Children Will Lead the Crusade Against Our Robotic Masters

Researchers found kids will assault a robot, even when it pleads for its abusers to stop.

If there’s ever a robot uprising, kids will be the instigators. Despite whatever empathy Pixar’s lovable WALL-E may have built up in children, it all went away when researchers from Japan introduced children to real-life robots.


Researchers set up a bit of a sting operation, placing a robot in a mall for two weeks, observing how people interacted with it. After children happened upon a humanoid robot in the mall, kids immediately took to abusing it with little or no regard to its feelings.

The researchers wrote some of the behavior they observed their paperWhy Do Kids Abuse Robots?:

“We observed serious abusive behaviors with physical contact such as kicking, punching, beating, folding arms, and moving (bending) the joints of robot’s arm and head.”

Some children would obstruct the robot’s path, “regardless of the robot’s utterance requesting for the children to stop the obstruction.” The researchers wrote that the kids would also “[cover] up the robot’s eyes with their hands, and beat the robot’s head.”

To try and find a reason behind such unrelenting discrimination, the researchers took 23 of the robot-abusers aside for interviews. All were under the age of 10 and 20 of them were boys. Surprisingly, only 13 percent of the abusers saw the robot as a machine, while the rest viewed it as a human-like creature. The children explained why they decided to assault: some did it out of curiosity, wanting to know how it would react, others did it just for sport, and a few were just copying what they saw other kids doing.

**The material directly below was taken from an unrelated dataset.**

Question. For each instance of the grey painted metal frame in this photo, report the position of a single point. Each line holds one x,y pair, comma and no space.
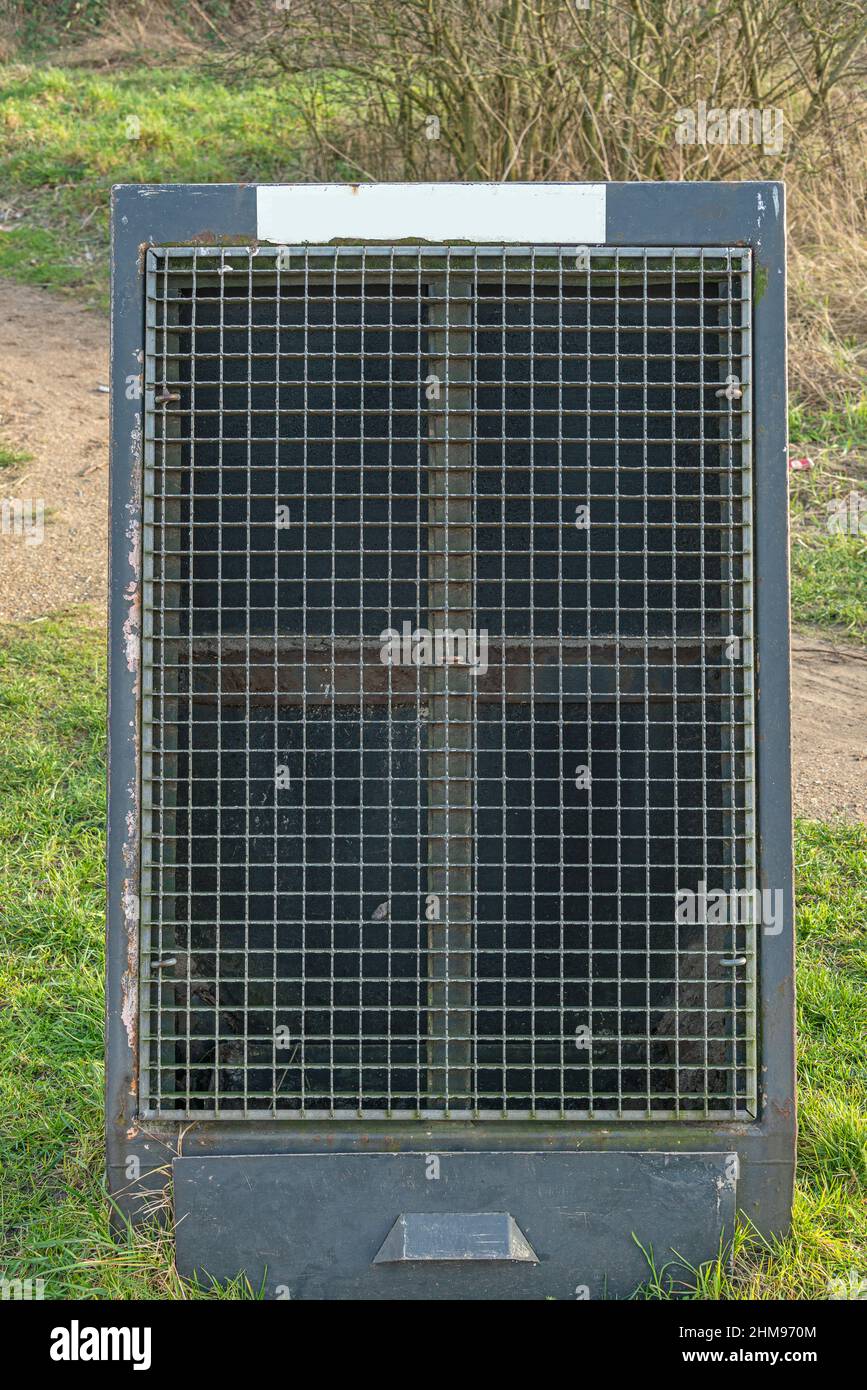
646,214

These results would suggest “that these children lacked empathy for the robot.”

“From this finding, we speculate that, although one might consider that human-likeness might help moderating the abuse, human-likeness is probably not that powerful way to moderate robot abuse.”

As robots are being poised to become the next technology revolution, it will be important to create bots that won’t suffer the same kind of damages that often befall a parent who gives their kid their iPhone.

Then again, maybe kids have the right idea. Futurist Michael Vassar explains that a greater-than-human AI would doom humanity. Indeed, Jon Iwata, senior VP of marketing and communications at IBM, has often said the vast knowledge and intelligence in the Watson bot is, at times, unsettling to some.